Because I don’t know what Cove has planned, I opt for my usual beachy vibe. Most of the clothes are denim shorts, bikinis and crochet tops, but I do have a couple of nice things Summer has foisted on me over the years. I toy with the edge of a coordinating white crochet skirt and top set. It’s pretty but could end up being way too dressy for whatever Cove comes up with. Plus, Summer borrowed it a while back claiming it was “soin right now” – whatever that meant – and she stretched it out, because, boobs. Summer has way way more than me.

That sounds weird even in my head. I mean she has bigger boobs than me, not more of them than me. The mental image of Summer with huge cartoon balloon boobs protruding from every part of her body makes me laugh. I’m not crazy. It’s funny.

Maybe I should wear jeans. I have a few pairs but I don’t really feel the cold so I’m usually that ‘freak’ in shorts all year round. Yeah, because that’s the most freaky thing about you, Malia!

I stop what I’m doing and quickly scribble down in my notebook. My therapist is still insistent that I log negative thoughts about myself to go over in our next session, even though I continue to argue with him that they’re facts, not ‘negative observations’.

Thoughts are not facts, Malia.

His calm, soothing voice sounds in my mind (from memory because my meds are working, and I hardly ever hear voices in my head anymore) and brings a smile to my lips.

I thought having therapy every day would be the worst thing ever, but it seems that between my virtual dates with Cove, classes and studying with Bhodi, and therapy with Dr. Jones, I find myself quite looking forward to spending time with men.

Which is definitely progress, all things considered.

I grab a cute little black jean skirt that’s covered in matte black rhinestones and pair it with a white fine lace vest top over my silver bikini. I add the black leather jacket I pinched off Summer during our first week here when she dragged me to that beach party…gosh, that seems like ages ago now.

Holy shit. That’s another memory gained!

I slick on some clear gloss. Too sticky. Wipe it off. Eye up the small collection of lipsticks Summer has casually ‘left’ for me. Dismiss all of them. Grab my trusty Burt’s Bees lip balm instead – the strawberry one, not the gross one that tastes like a candle dipped in honey – and apply that.

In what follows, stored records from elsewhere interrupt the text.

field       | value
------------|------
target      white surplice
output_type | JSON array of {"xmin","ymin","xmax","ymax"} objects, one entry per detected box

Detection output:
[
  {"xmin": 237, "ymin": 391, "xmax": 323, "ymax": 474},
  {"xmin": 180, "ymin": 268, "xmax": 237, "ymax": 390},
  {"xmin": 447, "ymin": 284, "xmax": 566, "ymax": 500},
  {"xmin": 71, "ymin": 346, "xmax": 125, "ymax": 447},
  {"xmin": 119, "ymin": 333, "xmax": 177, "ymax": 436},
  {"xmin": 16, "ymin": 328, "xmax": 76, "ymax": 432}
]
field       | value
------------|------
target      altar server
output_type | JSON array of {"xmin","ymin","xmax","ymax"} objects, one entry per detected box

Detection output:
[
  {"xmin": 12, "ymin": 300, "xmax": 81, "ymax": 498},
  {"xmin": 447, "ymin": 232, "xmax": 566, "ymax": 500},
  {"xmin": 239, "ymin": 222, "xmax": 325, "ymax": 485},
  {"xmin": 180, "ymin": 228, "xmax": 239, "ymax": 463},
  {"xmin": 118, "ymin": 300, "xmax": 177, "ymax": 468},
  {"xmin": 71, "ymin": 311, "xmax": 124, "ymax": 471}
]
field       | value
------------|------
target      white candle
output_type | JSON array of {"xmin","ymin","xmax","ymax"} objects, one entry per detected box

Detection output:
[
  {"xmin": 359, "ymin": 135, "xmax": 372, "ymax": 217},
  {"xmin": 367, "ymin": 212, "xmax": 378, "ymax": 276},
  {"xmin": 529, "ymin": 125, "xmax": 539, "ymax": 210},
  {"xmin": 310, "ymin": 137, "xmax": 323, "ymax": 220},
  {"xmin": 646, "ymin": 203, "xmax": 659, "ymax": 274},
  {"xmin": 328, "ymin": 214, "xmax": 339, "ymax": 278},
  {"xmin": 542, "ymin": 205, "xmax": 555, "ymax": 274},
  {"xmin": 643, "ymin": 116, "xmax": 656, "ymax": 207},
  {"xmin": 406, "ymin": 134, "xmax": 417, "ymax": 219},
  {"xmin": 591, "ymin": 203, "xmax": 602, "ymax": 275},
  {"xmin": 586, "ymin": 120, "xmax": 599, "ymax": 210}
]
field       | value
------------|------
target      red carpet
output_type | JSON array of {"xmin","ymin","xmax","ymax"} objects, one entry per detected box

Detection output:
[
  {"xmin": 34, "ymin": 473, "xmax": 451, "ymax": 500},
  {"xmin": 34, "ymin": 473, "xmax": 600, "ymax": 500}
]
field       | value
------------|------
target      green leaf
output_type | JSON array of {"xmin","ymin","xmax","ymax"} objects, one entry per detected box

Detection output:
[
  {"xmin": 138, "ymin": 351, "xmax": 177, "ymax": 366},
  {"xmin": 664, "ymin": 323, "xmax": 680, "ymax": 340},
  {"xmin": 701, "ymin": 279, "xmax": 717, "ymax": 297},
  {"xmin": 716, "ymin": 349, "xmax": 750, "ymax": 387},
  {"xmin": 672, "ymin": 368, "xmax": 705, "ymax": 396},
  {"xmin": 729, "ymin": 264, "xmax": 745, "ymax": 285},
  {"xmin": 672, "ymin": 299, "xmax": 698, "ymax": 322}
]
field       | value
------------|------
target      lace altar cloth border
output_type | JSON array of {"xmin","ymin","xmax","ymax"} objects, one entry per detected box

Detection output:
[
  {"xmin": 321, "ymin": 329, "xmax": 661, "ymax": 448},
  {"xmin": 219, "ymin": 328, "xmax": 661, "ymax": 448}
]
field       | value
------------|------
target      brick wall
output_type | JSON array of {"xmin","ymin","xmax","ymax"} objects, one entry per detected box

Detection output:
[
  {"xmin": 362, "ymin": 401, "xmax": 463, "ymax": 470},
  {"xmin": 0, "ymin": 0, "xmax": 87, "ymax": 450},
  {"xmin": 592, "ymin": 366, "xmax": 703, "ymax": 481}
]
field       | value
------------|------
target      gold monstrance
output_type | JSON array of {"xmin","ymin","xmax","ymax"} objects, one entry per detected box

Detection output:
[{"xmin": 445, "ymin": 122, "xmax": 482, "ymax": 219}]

There’s a knock at my door so I quickly jam my feet into my trusty old Vans and hurry to answer the door.

Cove is…breathtaking. He is so freaking pretty it shouldn’t be allowed!

“You’re gorgeous,” I blurt out. He smiles and then his eyes sweep over me, taking me in. I shift nervously but when his gaze lands on mine it’s heated.

“You stole my line.” He leans in and kisses my lips before pulling away with a soft and easy smile. “Hey, gorgeous.”

“Hi.” I bite my lip, suddenly nervous.

Not in an oh-my-god-I’m-leaving-my-room sort of way, it’s more, I-can’t-believe-a-boy-this-good-looking-is-into-me! Cove’s gaze settles on my bed over my shoulder and I squirm. Should I drag him into my room, slam the door and finish what we started the other night? I really, really want to.